Le comité d’experts s’est entendu sur le minimum d’un an après avoir examiné la question sous une pluralité d’angles, dont la conformité au code national du travail. Les initiatives actuellement en préparation [au sein du Parti libéral-démocrate, au pouvoir] en vue d’ignorer cette recommandation et de demander un allongement de la période d’attente pourraient mettre en danger la stabilité du système et l’accomplissement de ses objectifs fondamentaux.

Particulièrement importante parmi les questions qui restent à aborder est celle de la façon de s’y prendre pour renforcer les fonctions du programme en matière de développement des qualifications. Il va être capital à cet égard de veiller à ce que la formation et l’expérience professionnelle acquises au Japon par les participants les amènent à passer avec succès l’examen japonais de compétence (équivalent à N3) et l’examen de qualifications professionnelles. Ces réussites sont des conditions requises pour l’obtention du permis spécifique de travailleur qualifié de catégorie 2, grâce auquel les migrants peuvent envisager de faire venir leurs familles dans l’Archipel et de se porter candidats au statut de résident permanent.

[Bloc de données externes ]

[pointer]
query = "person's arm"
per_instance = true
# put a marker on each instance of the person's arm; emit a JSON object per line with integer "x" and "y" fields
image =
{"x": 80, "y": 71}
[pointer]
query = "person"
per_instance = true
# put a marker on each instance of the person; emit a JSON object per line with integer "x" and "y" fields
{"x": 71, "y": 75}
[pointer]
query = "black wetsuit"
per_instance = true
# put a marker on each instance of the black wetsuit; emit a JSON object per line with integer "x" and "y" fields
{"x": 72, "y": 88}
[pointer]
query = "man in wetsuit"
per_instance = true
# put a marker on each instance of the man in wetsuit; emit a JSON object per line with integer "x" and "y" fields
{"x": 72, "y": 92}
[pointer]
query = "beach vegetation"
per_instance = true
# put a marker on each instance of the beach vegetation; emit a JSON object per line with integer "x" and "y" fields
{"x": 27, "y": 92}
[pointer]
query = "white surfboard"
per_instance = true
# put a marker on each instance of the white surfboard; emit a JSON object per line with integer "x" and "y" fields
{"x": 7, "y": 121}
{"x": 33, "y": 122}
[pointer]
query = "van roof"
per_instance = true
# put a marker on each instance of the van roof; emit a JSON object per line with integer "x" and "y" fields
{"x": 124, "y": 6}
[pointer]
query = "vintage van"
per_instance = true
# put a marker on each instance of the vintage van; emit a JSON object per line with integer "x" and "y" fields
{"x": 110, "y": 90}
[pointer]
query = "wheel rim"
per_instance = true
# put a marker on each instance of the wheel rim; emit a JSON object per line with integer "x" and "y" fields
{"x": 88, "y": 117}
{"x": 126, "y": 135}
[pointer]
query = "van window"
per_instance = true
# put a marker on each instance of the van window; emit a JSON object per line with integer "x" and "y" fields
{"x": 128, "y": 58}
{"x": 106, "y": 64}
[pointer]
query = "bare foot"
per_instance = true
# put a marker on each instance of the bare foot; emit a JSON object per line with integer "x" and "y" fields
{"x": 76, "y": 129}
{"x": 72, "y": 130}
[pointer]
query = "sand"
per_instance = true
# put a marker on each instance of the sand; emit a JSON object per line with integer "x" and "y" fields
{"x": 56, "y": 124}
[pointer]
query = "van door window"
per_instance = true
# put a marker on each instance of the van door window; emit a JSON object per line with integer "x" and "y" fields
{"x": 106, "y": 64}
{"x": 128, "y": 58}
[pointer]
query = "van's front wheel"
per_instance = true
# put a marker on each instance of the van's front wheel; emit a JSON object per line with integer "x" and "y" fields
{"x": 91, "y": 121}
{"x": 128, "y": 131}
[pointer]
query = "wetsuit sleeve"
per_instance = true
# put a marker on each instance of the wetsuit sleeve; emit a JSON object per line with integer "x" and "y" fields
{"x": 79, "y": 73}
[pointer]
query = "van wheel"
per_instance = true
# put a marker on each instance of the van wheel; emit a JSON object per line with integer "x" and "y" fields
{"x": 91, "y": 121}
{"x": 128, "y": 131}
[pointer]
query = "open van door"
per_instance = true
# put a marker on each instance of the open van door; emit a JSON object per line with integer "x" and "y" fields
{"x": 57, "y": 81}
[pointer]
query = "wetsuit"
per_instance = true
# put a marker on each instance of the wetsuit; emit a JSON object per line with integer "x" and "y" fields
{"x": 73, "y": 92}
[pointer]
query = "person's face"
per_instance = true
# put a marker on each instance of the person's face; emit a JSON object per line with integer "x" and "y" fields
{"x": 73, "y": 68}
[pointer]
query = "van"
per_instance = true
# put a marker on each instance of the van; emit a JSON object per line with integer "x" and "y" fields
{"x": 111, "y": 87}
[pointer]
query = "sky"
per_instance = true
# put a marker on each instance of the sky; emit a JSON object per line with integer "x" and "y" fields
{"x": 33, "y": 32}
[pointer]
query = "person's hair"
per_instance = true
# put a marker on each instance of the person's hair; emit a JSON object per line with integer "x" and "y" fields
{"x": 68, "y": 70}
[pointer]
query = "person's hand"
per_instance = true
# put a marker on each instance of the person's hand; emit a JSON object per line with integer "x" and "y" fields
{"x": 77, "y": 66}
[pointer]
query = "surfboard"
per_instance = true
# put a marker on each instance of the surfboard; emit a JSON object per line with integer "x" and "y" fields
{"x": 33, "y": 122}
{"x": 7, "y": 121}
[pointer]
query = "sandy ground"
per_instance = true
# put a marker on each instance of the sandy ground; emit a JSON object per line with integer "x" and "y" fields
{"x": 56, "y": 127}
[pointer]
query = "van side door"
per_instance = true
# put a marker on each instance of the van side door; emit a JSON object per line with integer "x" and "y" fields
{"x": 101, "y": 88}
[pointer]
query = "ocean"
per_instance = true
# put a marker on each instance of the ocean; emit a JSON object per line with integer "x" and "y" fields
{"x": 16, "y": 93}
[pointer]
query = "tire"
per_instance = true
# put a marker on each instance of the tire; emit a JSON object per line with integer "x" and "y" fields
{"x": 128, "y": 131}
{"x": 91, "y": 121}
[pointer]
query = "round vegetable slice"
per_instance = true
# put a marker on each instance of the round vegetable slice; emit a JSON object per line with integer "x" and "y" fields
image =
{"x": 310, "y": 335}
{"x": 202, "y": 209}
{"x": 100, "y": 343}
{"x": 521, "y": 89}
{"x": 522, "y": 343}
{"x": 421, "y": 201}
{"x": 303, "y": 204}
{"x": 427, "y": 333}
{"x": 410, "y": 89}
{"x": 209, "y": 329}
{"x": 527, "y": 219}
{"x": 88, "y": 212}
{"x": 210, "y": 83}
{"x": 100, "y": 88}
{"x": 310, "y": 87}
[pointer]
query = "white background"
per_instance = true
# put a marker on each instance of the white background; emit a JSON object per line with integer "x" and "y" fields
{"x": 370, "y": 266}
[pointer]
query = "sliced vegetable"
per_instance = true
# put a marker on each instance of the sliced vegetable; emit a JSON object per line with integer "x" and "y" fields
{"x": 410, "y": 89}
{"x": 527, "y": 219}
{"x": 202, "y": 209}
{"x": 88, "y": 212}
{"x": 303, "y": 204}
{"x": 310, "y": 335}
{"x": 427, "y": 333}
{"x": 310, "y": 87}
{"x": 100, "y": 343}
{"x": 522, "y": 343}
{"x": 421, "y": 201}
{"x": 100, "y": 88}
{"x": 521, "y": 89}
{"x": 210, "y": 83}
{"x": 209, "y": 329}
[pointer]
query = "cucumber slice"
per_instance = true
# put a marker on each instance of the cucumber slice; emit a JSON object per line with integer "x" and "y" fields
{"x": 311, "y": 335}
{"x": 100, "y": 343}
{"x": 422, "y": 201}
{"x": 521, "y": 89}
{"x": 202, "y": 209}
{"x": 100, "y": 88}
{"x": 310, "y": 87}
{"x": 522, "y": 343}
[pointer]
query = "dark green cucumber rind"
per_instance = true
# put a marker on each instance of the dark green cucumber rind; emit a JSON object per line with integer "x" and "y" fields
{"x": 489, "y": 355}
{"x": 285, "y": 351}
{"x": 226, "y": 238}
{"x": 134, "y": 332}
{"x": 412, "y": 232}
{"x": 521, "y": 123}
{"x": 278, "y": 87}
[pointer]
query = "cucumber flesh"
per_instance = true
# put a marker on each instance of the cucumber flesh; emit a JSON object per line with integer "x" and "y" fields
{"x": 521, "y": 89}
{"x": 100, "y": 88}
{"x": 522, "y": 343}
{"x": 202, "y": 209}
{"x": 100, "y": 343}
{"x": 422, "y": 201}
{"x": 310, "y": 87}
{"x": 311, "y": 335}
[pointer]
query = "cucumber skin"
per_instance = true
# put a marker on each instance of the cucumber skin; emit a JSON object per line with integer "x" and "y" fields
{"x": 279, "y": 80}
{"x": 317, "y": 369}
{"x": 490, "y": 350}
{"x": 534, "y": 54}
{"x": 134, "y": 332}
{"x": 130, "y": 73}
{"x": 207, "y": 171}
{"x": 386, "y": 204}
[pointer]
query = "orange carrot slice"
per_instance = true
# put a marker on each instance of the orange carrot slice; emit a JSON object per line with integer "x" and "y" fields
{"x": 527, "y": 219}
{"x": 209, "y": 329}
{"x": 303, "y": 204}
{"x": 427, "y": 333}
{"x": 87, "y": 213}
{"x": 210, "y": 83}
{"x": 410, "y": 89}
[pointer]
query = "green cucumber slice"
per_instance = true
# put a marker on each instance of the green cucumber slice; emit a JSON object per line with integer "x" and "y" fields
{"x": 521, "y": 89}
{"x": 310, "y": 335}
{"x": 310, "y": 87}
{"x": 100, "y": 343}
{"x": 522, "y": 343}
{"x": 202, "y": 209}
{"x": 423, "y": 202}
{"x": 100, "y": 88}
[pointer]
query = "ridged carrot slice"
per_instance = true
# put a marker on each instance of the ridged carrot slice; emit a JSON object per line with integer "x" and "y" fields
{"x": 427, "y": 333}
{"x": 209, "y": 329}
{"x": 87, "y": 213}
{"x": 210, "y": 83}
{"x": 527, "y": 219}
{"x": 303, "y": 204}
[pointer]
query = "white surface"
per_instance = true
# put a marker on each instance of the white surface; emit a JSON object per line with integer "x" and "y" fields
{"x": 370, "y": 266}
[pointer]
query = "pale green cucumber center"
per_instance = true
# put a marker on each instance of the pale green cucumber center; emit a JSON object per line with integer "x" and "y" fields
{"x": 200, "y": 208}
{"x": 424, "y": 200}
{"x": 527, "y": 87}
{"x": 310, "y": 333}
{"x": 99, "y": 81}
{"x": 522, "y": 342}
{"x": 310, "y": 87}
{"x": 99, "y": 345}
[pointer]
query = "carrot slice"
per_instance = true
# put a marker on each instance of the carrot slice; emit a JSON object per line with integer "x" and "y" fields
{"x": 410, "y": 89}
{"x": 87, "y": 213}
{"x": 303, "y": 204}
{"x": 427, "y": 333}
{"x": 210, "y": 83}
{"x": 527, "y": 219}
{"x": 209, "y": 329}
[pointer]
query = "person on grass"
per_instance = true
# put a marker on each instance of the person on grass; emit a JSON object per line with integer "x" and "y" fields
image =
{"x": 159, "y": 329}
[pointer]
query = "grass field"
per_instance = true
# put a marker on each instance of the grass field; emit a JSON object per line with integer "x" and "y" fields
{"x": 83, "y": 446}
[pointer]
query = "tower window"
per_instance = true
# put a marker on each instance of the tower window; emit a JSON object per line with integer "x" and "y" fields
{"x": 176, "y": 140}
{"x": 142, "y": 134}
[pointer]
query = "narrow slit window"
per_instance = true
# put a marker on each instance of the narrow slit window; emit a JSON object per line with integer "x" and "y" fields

De tels efforts ont une importance vitale non seulement pour réaliser l’objectif primordial du programme qui consiste à remédier aux pénuries de main-d'œuvre, mais aussi dans la perspective de contribuer à la croissance à long terme de l’économie japonaise en améliorant la productivité de la main-d'œuvre et en encourageant l’innovation au sein des industries de la nation.